Jesucristo Rey del Universo

                      Toda la historia antigua del pueblo de Israel está fundamentada sobre la idea del Reino de Dios. Dios es el único que puede ser Rey de Israel. Mientras el pueblo se mantuvo en esa idea, Israel fue próspero. Cuando el pueblo pretendió parecerse a otros pueblos nombrándose otros reyes, la historia de Israel va pegando tumbos. Se centrará de nuevo en David, como rey, y no ya en su persona solamente sino como inicio de una dinastía, de la que va a surgir el verdadero y único Rey, que es Jesucristo. Jesucristo es el Rey de Israel y el Rey del Universo.
          Cuando los fariseos pretendieron que les concretara cuándo iba a llegar el Reino de Dios, él les responde que no den crédito a los que digan que “esta aquí” o “allí”, porque el Reino de Dios está entre vosotros, o por decirlo en forma directa: el Reino de Dios es Jesucristo mismo, y el Reino de Dios está donde Cristo está.
          En el Padrenuestro nos enseña Jesús a pedir que venga a nosotros el Reino de Dios. Y él llega y es proclamado Rey y él se manifiesta como Rey.

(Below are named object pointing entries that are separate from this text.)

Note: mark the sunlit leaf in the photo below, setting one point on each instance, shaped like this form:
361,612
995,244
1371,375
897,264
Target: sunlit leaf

El evangelio de hoy es muy expresivo (Lc.23,35-43): sobre la cruz de Jesús, Pilato planta un letrero, que dice: JESUS NAZARENO REY DE LOS JUDÍOS. Y cuando los sacerdotes pretenden que lo cambie, Pilato –hasta entonces condescendiente de más- se afianza en lo escrito. Jesucristo es Rey.
          Y llega aquel malhechor crucificado a su derecha a reconocerle como Rey y le pide que te acuerdes de mí cuando estés en tu reino, y Jesús asiente a aquel título y le dice que hoy mismo estarás conmigo en el Paraíso, en mi Reino de felicidad.
          Ese es el reinado de Jesús; ese es el reinado de Dios. No es un reino humano, un reino de poder e influencias, sino una cruz, desde donde reina Jesucristo, y ese Paraíso prometido al malhechor que ha hecho acto de fe en ese rey ajusticiado como él en un patíbulo infamante de una cruz.

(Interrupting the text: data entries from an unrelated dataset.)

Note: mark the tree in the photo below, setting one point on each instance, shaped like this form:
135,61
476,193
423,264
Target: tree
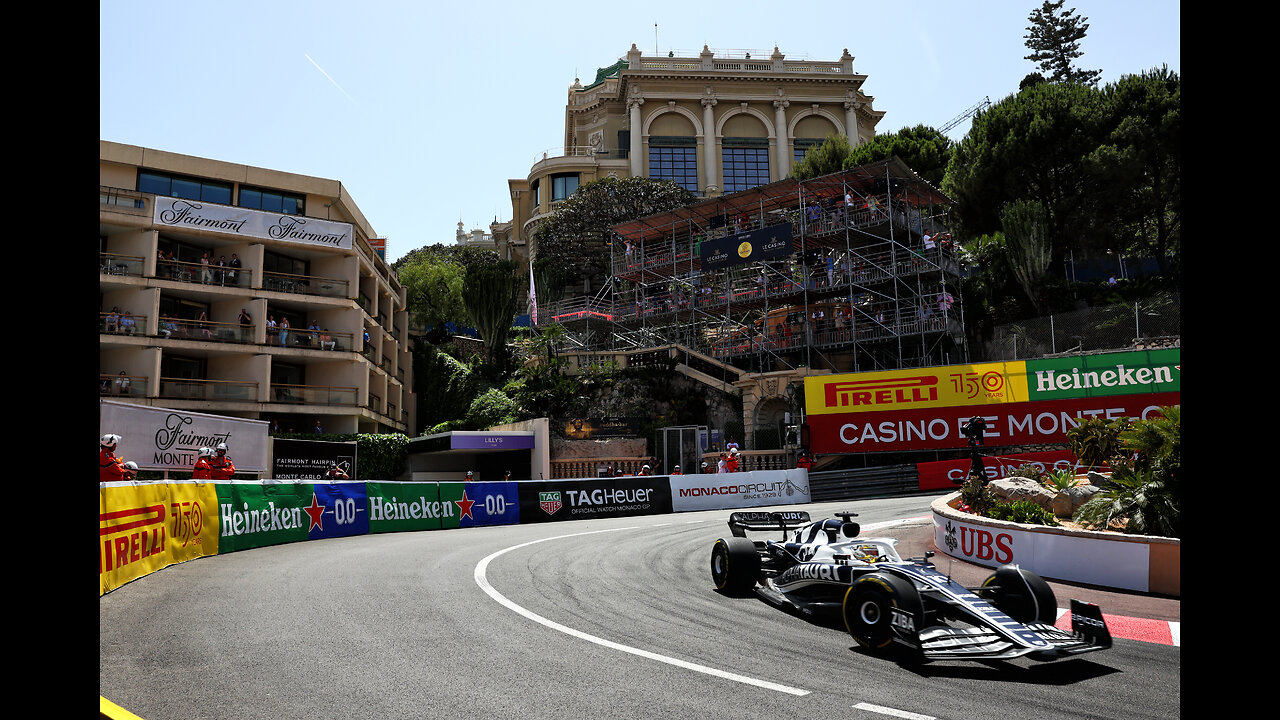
1032,146
824,159
490,296
1054,37
1141,162
1028,246
924,149
577,235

          La 1ª lectura -2Sam.5,1-3- nos muestra la elección que hacen las tribus del norte de Israel, que escogen a David como rey, de acuerdo con Dios que ha prometido: Tú serás el pastor de Israel, tú serás el jefe de Israel. Y lo ungen Rey. Naturalmente David no podía ser el rey para siempre porque moriría. Pero aquel reinado se prolonga hasta los tiempos de Jesús: el hijo de David, el rey de Israel, en quien se verifica ya el Reinado de Dios.

          Y la 2ª lectura –Col.1,12-20- nos dirá que Él es anterior a todo, y todo se mantiene en él… Porque en él quiso Dios reconciliar consigo todos los seres, los del cielo y los de la tierra, haciendo la paz por la sangre de su cruz.

          El año litúrgico nos ha ido llevando en dos líneas paralelas a esa síntesis de nuestra vida que está plasmada en los misterios de la vida de Jesús, por una parte, y en los misterios de la vida de la Iglesia, a través de los domingos del año. Todo ello culmina finalmente en la FIESTA DE JESUCRISTO REY DEL UNIVERSO en la que se recopila todo y da sentido a todo, porque Jesucristo es nuestro rey.
          No se trata de establecer comparación con los reyes de la tierra. El Reinado de Dios es otra cosa. No es reino de poder sino dominio sobre nuestras almas para que en todo momento vivamos de cara a Dios y cumplamos sus decretos. O lo que es lo mismo: para que el evangelio sea nuestra pauta de conducta. No sólo nuestra materia de meditación y oración, sino ley de vida.

          Sea la EUCARISTIA el centro de nuestro conocimiento interno del Corazón de Cristo, y que así reine en nuestros corazones, en el sentir y en el pensar y en el querer. Porque Jesucristo reinará cuando pensemos al modo suyo, sintamos con sus sentimientos, y amemos lo que él ama.